Poor Man's Burnt Ends

Next, start adding all of the ingredients into an aluminum pan.  This is where you really can get creative with using your favorite spices, hot sauces or in my case what I had available in my cabinet.  I used a can of beef broth, 2 large onions cut up into wedges, some minced garlic.  For the sweet I used a bottle of some awesome Sweet Bourbon Glaze that we picked up the last time we were in Door County, Wisconsin.  For heat, instead of using a few different hot sauces and spices etc, I opted to simply use one small can of  whole chilpolte peppers in adobo sauce.  I just put them in whole as they came in the can.  This may fine for myself but it turned out to be a little too spicey hot for my wife.  I didn’t realize that putting them in whole, seeds and all would bring on the heat like leaving the seeds from a jalapeno for instance.  I always think of chilpolte peppers as mild and smokey, but these babies had some heat!  Mix all that up and start grilling indirect or on your smoker at 225°.

Poor Man's Burnt Ends

This is what it all looked like while I was browning the meat.

Poor Man's Burnt Ends

I would come out and stir about every half hour.  I also used my SMOKIN WEDGIE to add a little more smoke flavor for the first two hours.

Poor Man's Burnt Ends

 

So, smoke it for two hours at 225° and then move the temp up to 300° for three more hours, again stirring every half hour, or as usual in my case, when you remember to.

Poor Man's Burnt Ends

This is about three or four hours in.  The longer you leave it on the darker it will get and the flavor will become more intense.

DSC00179

 

Remember, this recipe is called “Poor Mans BURNT Ends”; so this is the color you want!  It’s not burnt, but it’s dark, caramelized and incredibly delicious.  Sure, beef brisket would taste a smudge better, but seriously for chuck roast, or stew meat, you can’t make it tastier than this.  Be creative! I purposely didn’t give you an ingredient list because this recipe just screams for you to use your imagination.

Burnt Ends

Keeping it simple, we just added a quick veggie and some mashed potatoes.  It was also good the next day on a bun eating it like a sloppy joe.

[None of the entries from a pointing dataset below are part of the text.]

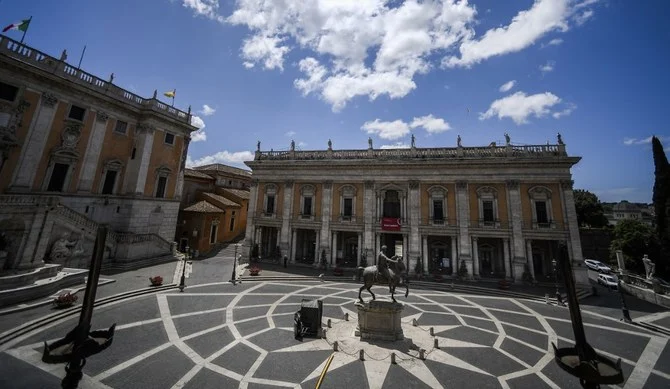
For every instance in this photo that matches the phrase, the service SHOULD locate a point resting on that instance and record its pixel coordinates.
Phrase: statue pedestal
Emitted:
(380, 320)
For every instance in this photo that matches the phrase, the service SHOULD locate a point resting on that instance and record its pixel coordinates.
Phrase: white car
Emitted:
(597, 266)
(608, 281)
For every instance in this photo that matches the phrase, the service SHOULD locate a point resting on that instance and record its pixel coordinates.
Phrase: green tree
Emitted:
(590, 212)
(634, 239)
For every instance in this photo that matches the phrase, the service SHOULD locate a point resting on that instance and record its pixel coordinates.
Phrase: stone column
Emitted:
(369, 216)
(425, 254)
(92, 154)
(333, 257)
(359, 248)
(529, 258)
(518, 249)
(33, 147)
(506, 263)
(463, 211)
(575, 243)
(287, 211)
(294, 240)
(414, 211)
(475, 257)
(326, 207)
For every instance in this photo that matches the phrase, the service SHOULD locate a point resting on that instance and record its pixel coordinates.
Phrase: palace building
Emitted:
(77, 151)
(501, 210)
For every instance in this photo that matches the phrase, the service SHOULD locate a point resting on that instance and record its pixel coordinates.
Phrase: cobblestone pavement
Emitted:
(220, 335)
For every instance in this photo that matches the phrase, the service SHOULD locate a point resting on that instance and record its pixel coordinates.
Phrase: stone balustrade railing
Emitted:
(36, 58)
(534, 151)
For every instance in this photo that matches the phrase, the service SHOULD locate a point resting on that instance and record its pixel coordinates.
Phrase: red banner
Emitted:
(390, 224)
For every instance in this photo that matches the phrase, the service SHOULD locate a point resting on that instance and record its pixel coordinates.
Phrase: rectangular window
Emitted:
(160, 187)
(348, 207)
(57, 179)
(541, 212)
(76, 113)
(212, 233)
(307, 206)
(8, 92)
(438, 210)
(110, 180)
(270, 209)
(487, 207)
(121, 127)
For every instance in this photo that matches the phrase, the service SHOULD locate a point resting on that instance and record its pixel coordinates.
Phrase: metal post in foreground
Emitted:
(77, 362)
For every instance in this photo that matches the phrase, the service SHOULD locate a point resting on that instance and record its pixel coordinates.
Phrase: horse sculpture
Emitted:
(371, 276)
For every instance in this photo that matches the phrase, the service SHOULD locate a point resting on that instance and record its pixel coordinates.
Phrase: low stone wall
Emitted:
(647, 295)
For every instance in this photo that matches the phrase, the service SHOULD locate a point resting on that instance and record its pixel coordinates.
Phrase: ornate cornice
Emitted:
(49, 99)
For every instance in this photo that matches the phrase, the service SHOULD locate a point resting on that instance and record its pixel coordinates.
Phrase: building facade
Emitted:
(500, 210)
(77, 151)
(211, 214)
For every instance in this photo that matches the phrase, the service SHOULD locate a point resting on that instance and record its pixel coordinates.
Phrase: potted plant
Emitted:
(156, 280)
(65, 300)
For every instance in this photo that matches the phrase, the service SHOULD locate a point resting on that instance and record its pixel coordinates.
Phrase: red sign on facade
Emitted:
(390, 224)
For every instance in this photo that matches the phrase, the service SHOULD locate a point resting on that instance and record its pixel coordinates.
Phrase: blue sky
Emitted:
(593, 70)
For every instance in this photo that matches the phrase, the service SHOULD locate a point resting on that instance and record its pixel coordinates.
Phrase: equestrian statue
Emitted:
(382, 274)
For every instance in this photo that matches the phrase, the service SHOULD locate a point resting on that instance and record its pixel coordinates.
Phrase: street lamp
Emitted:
(183, 270)
(559, 299)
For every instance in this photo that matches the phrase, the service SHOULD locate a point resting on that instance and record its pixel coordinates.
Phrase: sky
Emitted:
(309, 71)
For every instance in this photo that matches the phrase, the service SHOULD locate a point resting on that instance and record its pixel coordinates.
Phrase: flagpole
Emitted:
(24, 32)
(82, 57)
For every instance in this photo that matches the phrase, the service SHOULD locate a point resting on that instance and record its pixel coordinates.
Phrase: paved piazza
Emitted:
(225, 336)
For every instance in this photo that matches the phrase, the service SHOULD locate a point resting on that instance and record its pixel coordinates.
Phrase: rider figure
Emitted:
(382, 264)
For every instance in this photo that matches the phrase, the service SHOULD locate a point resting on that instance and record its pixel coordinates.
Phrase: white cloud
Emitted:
(507, 86)
(583, 17)
(525, 29)
(225, 157)
(519, 106)
(197, 121)
(397, 145)
(567, 111)
(198, 136)
(207, 110)
(431, 124)
(386, 130)
(206, 8)
(548, 67)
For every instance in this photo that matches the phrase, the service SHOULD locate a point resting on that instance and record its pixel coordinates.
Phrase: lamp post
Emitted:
(183, 270)
(624, 307)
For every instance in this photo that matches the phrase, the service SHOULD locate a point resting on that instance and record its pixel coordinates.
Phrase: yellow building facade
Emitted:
(501, 210)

Give this recipe a try and let me know what you did different than I did, but more important, how you will improve it next time!  I already know that I will change it up a bit and use the leftover side muscle the next time I smoke a whole beef tenderloin; that sounds like a perfect use for that muscle you trim off a tenderloin.


  • Craig Brandon

    I think you may be missing the whole point and history behind Burnt Ends. They are typically made from the parts of a Full Packer brisket which includes the flat portion of the brisket, and the point portion. The point is the fatty heavily marbled and fatty portion on top that unless you are very good at smoking, sometimes gets thrown away or chopped. An alternative to chopping it all is to cube it after smoking and slicing, then putting it in a pan with additional rub, sometimes some sauce, then placing it back on the smoker to render down farther into little bite sized portions of meat candy. 🙂 I would never use a prime cut or a flat for burnt ends, but rather use the parts that are borderline edible. Hope this helps.

    • Thanks for leaving a comment Craig. I’m fully aware of burnt ends, believe me. My post is an alternative to the classic burnt ends. Cheaper cut of meat, much less time than preparing a brisket and then start smoking the burnt ends, etc. It’s simply an alternative.